Days spent sacrificing much for his own comfort. A society where such things were taken for granted, even encouraged. People who didn’t care for one another. Groups that proclaimed their own interests as justice.
Born as just one among billions, he couldn’t help but bow to those countless voices.
He chose himself over others. He preferred the comfort of solitude over relationships that demanded sacrifice.
Or so he thought.
Until he opened his eyes on this continent.
‘A relationship where I can sacrifice myself…’
Once, he thought it was loneliness.
Just a feeling born from the solitude of a stranger in a foreign land.
Perhaps, holding power he had never possessed in life, he momentarily forgot that he was just a human struggling to take care of himself.
”…”
But standing before the old man who had burned the last of his life for him, Dalen felt he might finally understand a bit of the answer to his long-standing question.
Someone he had known for only a few months, essentially a stranger.
Yet, a relationship of self-sacrifice he couldn’t find in the thirty years of the pot-bellied man’s life.
In a world made of zeros and ones, perhaps the reason he couldn’t prevent the end wasn’t just a lack of in-game purchases.
The bigger reason was that he had no reason to protect the world on the screen.
So where could he find that reason?
In himself? Or in someone else?
He chuckled.
Dalen let out a dry laugh. It was a question that had dragged on unnecessarily.
He lowered his gaze to the old man. A body losing its vitality. Tightly shut eyelids.
Before the old man, who could no longer see or hear, Dalen spoke clearly, infusing his words with magic so they might reach the last remnants of the old man’s senses.
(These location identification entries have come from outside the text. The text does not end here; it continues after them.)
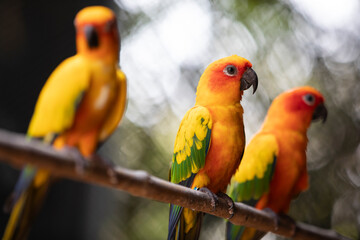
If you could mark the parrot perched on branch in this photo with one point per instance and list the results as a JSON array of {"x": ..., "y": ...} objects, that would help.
[
  {"x": 210, "y": 141},
  {"x": 80, "y": 105},
  {"x": 273, "y": 170}
]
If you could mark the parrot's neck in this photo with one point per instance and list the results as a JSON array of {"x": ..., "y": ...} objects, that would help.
[{"x": 281, "y": 122}]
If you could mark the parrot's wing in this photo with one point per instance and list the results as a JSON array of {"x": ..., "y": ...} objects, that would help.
[
  {"x": 255, "y": 172},
  {"x": 191, "y": 146},
  {"x": 118, "y": 110},
  {"x": 61, "y": 95},
  {"x": 252, "y": 180}
]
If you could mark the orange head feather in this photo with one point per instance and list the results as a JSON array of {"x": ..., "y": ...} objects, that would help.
[
  {"x": 295, "y": 109},
  {"x": 224, "y": 80},
  {"x": 97, "y": 34}
]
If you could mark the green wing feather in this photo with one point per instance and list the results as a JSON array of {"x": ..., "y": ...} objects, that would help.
[
  {"x": 254, "y": 174},
  {"x": 191, "y": 144},
  {"x": 252, "y": 179}
]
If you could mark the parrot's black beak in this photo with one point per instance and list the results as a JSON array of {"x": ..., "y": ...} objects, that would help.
[
  {"x": 320, "y": 113},
  {"x": 92, "y": 37},
  {"x": 249, "y": 78}
]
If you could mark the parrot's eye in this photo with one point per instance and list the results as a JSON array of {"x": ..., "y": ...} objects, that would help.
[
  {"x": 230, "y": 70},
  {"x": 309, "y": 99}
]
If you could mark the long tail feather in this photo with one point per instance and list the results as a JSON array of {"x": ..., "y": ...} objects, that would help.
[{"x": 235, "y": 232}]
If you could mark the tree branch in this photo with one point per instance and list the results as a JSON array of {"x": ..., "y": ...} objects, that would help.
[{"x": 17, "y": 151}]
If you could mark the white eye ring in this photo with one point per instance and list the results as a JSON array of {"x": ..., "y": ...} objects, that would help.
[
  {"x": 230, "y": 70},
  {"x": 309, "y": 99}
]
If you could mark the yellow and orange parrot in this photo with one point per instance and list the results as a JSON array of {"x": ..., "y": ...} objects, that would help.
[
  {"x": 80, "y": 105},
  {"x": 273, "y": 170},
  {"x": 210, "y": 141}
]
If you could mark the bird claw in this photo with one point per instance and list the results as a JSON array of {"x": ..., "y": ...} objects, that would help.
[
  {"x": 290, "y": 220},
  {"x": 214, "y": 198},
  {"x": 230, "y": 203},
  {"x": 80, "y": 161},
  {"x": 273, "y": 216},
  {"x": 108, "y": 165}
]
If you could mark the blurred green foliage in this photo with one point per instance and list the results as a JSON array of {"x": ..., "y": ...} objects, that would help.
[
  {"x": 165, "y": 47},
  {"x": 287, "y": 49}
]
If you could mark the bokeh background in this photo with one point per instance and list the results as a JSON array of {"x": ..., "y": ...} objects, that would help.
[{"x": 166, "y": 45}]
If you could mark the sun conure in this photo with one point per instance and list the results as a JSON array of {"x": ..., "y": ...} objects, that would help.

“You asked me for a favor first, so I’ll ask one of you, old man. Please endure just a little longer.”
Fwoosh.
Flames ignited in his palm.
Dark crimson fire. At its core was a viscous mass.
Since acquiring the complete dragon’s blood as a skill, countless powers contained within the dragon’s blood had been imprinted in his mind.
It was his first A-rank skill, and even with his current intelligence, there were many parts he couldn’t fully decipher.
Among the few powers he had painstakingly understood, Dalen found something about followers.
‘A dragon bestows a portion of its power to those who follow it.’
The followers of the Azure Scales, whom he had fought dozens, if not hundreds of times beyond the monitor, and had crossed swords with just recently.
The mark engraved upon them not only signified their allegiance but also served as proof that the true dragon had bestowed a part of its power and immortality upon them.
To bear the power of a transcendent being, one had to be of a certain level to receive the mark of a follower.
Felber had more than enough capability. If a grand mage who had achieved a great domain couldn’t, then who could?
So, only one thing remained.
His own will.
As consciousness faded, leaving only the deep-seated true intentions of the unconscious.
Would the heart of the elder mage, standing at the brink of life, willingly accept a life belonging to someone else?
Personal reasons didn’t matter. What was needed now was simply a yes or no.
Feeling a part of the power he had accumulated over time slipping away from the depths of his mind, Dalen placed his hand, imbued with that power, on the old man’s head.
Fwoosh…
The flames seeped into the old man as if they had been waiting.
And for a while, an anxious silence followed.
How long did the tear-streaked apprentice gaze at his master’s seemingly lifeless face?
Fwoosh!
Suddenly, color returned to the old man’s forehead, and a dark crimson mark blazed vividly.